The Sentencing Project, a D.C.-based advocacy group calling for minimizing lengthy terms of incarceration, praised the city council for passage of the first reading of the Revised Criminal Code Act, which would update the District’s penalties for unlawful behavior.

The criminal code hasn’t substantially changed since 1901.

Amy Fettig, executive director of The Sentencing Project, called the legislation “the result of years of research, community feedback, stakeholder input, and negotiation.”

“We are pleased that the D.C. Council voted today to modernize its criminal justice system,” Fettig said Tuesday. “Although there is still more work to be done to scale back extreme sentencing in D.C., today’s action is a critical step towards equal justice and fairness.”

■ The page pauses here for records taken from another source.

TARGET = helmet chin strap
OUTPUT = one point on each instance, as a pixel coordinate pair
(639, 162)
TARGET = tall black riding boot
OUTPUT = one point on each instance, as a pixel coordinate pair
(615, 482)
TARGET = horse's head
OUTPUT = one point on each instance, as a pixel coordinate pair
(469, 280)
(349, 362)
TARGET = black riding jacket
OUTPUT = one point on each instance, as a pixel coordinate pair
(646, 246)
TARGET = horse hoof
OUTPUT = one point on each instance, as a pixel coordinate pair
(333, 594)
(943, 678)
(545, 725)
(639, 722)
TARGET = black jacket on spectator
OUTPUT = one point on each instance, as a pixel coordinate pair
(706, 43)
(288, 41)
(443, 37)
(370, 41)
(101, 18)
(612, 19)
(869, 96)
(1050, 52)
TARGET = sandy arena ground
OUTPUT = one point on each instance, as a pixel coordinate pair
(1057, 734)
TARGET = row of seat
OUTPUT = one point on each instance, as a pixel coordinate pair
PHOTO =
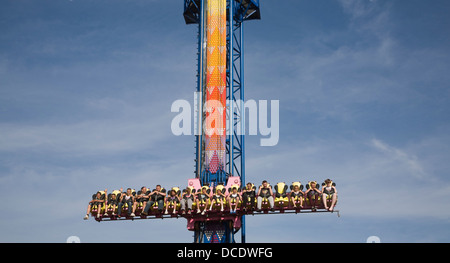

Fettig said research reveals that current policies that produce extreme sentences such as mandatory minimums and life without parole are cruel, costly and counterproductive to public safety.

“Thanks to the RCCA, most mandatory minimum sentences will be eliminated, maximum sentences will be capped at 45 years, sentences can be reconsidered after 20 years of imprisonment, and the scope and maximum penalty for felony murder will be reduced,” she said.

The legislation will face a second vote before it goes to Mayor Muriel Bowser for approval.